Don't give up yet the others here on the Microsoft Support have not chimed in yet either they might have a better solution than I do. I will call them in here.


----------



## akofalvi (Dec 8, 2008)

*Re: Explorer Search finds nothing even after reindexing drive*

Thanks so much for being out there helping. Hope one day I could return.


----------



## akofalvi (Dec 8, 2008)

*Re: Explorer Search finds nothing even after reindexing drive*

Seems to be a dead case but I haven't given up yet! I noticed that poor Windows Search and Indexing services constantly use 80-100% of the disk. The only problem is that they don't work when I want to do a search among my files. So now I decided to unindex all my drives and stop Windows Search and Indexing services, so that to spare my HDD. It is just sad that there is no way to resolve this, and I have to remember all my files which is inpossible of course...


----------



## spunk.funk (May 13, 2010)

*Re: Explorer Search finds nothing even after reindexing drive*

Try this free 3rd party app Everything Search Engine it is much better the Microsofts.


----------



## akofalvi (Dec 8, 2008)

*Re: Explorer Search finds nothing even after reindexing drive*

Wow! I tried now! It is amazing! How does this work?

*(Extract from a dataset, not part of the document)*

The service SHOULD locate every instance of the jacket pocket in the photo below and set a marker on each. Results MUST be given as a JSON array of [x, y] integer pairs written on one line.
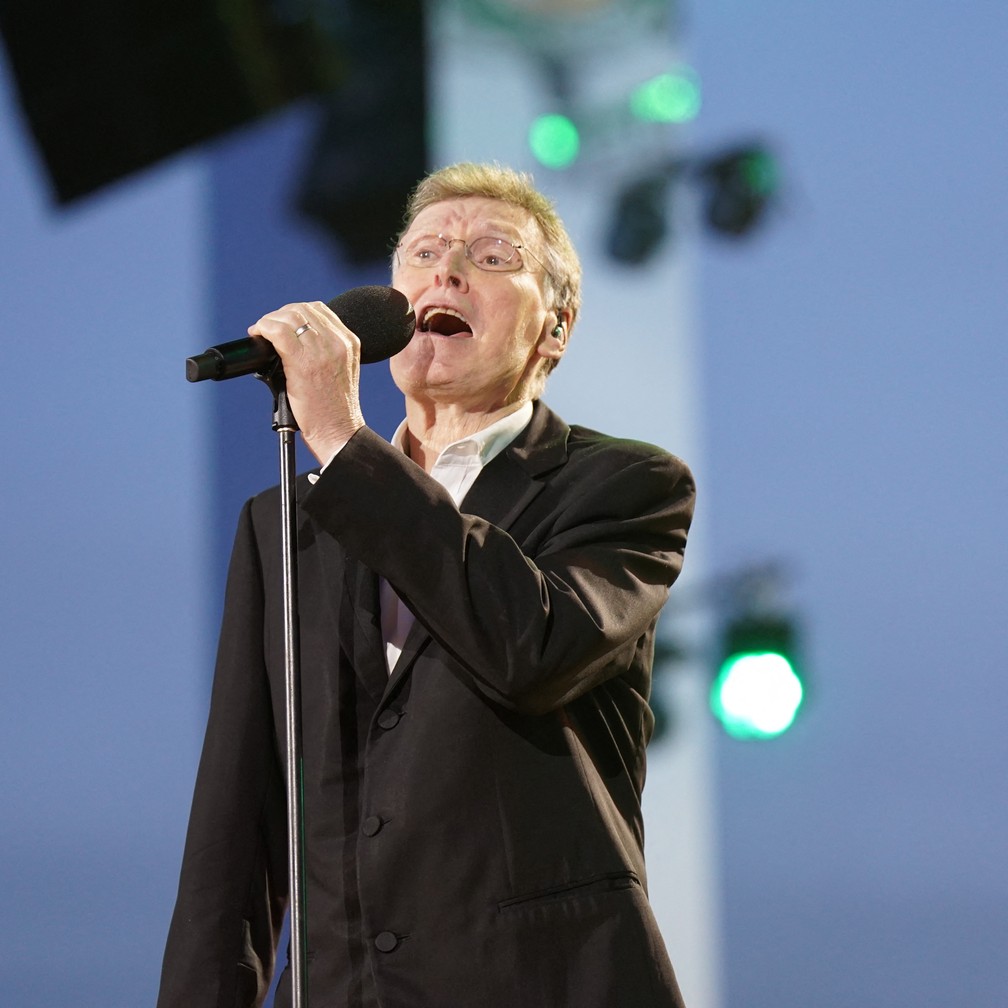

Why does not Windows have such an inbuilt search software??? Thank you man!


----------



## spunk.funk (May 13, 2010)

*Re: Explorer Search finds nothing even after reindexing drive*

You are Welcome!
As you may or may not know, Microsoft has been slow on the draw including programs that actually _work_ in their OS. So, it's up to 3rd party vendors to take up the slack. 
Please mark this thread Solved in the Thread Tools at the top.


----------